I recognize Luca's knock on the door, and I recognize Nyx's insubordination in not waiting for my permission to turn the doorknob. He appears as before—white in his paleness saved by colorful bruises. Now, his eyes are bored, tired, and the remnant of life in them is a poorly disguised curiosity.

I tell Luca to leave us alone. Then it's just the two of us.

"Sit down," I order him.

He approaches slowly. He pulls the armchair in front of my desk closer before sitting down, impassive to the tobacco smoke that permeates me.

I don't expect him to say anything. I haven't allowed him to say anything.

"Nicole Davis," I begin. One of his eyebrows slowly disappears under his messy bangs.

"A beautiful, kind woman.
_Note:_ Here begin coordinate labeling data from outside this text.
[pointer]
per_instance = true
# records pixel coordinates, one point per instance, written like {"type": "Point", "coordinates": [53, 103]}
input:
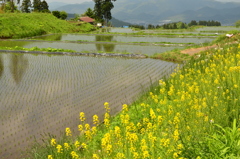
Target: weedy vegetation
{"type": "Point", "coordinates": [192, 114]}
{"type": "Point", "coordinates": [14, 25]}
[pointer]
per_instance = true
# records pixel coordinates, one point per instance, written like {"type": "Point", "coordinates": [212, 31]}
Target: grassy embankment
{"type": "Point", "coordinates": [193, 114]}
{"type": "Point", "coordinates": [177, 56]}
{"type": "Point", "coordinates": [21, 25]}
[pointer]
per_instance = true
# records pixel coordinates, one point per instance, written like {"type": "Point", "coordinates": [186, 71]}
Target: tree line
{"type": "Point", "coordinates": [27, 7]}
{"type": "Point", "coordinates": [178, 25]}
{"type": "Point", "coordinates": [102, 10]}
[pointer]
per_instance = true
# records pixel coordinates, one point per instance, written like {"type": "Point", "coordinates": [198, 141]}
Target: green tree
{"type": "Point", "coordinates": [56, 13]}
{"type": "Point", "coordinates": [44, 6]}
{"type": "Point", "coordinates": [107, 6]}
{"type": "Point", "coordinates": [90, 13]}
{"type": "Point", "coordinates": [25, 7]}
{"type": "Point", "coordinates": [36, 5]}
{"type": "Point", "coordinates": [102, 10]}
{"type": "Point", "coordinates": [98, 10]}
{"type": "Point", "coordinates": [237, 23]}
{"type": "Point", "coordinates": [63, 15]}
{"type": "Point", "coordinates": [9, 6]}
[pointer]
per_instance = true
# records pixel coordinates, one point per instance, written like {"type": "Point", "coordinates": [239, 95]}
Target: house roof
{"type": "Point", "coordinates": [87, 19]}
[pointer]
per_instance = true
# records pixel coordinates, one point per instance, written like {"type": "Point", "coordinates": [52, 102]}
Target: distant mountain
{"type": "Point", "coordinates": [157, 11]}
{"type": "Point", "coordinates": [76, 8]}
{"type": "Point", "coordinates": [55, 5]}
{"type": "Point", "coordinates": [118, 23]}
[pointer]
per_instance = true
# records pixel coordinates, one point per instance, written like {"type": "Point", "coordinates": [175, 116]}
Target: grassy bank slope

She made you coffee today.

" I draw smoke from the cigar, see the tension in his shoulders.

He doesn't know what I'm talking about, where I'm going.

"Tell me, Leonel . What else does she do for you? "

He frowns. His eyes—always almost translucent—dart to the carpet, to the fallen ashtray. He shrugs. "I thought you were more interested in my reports than my office social life."

And this bastard deflects my question.

"You seem close," I say, and the sound of it—Nyx and her close—disgusts me.

"This girl, Nicole… twenty-eight years old.

Has a hundred thousand dollars in outstanding debt.

Her father had two bypass surgeries. Her mother depends on his pension to survive.

The house mortgage has a variable interest rate that will be readjusted next quarter…

it would be a shame if the bank decided to foreclose due to default. "

He slowly understands the threat. His face shifts from mere patched-up curiosity to interest.

"You smiled at her today, Leonel ," I say.

I emphasize his name again. "She touched you—your arm, your back.

Harmless gestures." He doesn't show what he thinks.

He just looks at me with a strange intensity, and, fuck, I double down.

"There will be no more harmless gestures," I state.

"With one call, I'll fire her. I'll blacklist her name, ensuring she never works in this city again in any area remotely related to technology.

I'll destroy her credit. I'll make sure her loan is foreclosed.

So, let's establish some rules. Starting tomorrow, you don't talk to her, unless it's strictly about work.

You don't look at her. If she says good morning, you ignore her.

If she offers you coffee, you pour it down the sink in front of her.

And if she touches you again… I'll break every fucking one of her fingers.

And then yours , for allowing it. Am I clear? "

He needs to understand he's not playing with just anyone.

My hatred might have its uncontrolled form, but my control is different—and now, I control his world .

I need to remind him it's not a good idea to test me.

If before he did it for a punch and a hand job, now he understands that, above all, he drags people who have nothing to do with it into the black hole he is.

I don't directly involve those who don't deserve it. It's one of the Volkovs' internal rules. But he makes me want to burn all the lines. If Nyx wants to play with fire, I'll force him to watch everything he even looked at with kindness turn to ashes. And he'll know it's his fault.

He stands up. Slowly. I expect him to challenge me, to explain himself, but he doesn't. He wets his lips in the dirtiest way I've ever seen and gives me a feverish look. I see Nyx blossoming beneath that mundane skin of Leonel Hays.

I don't back down. This is the man I want to talk to.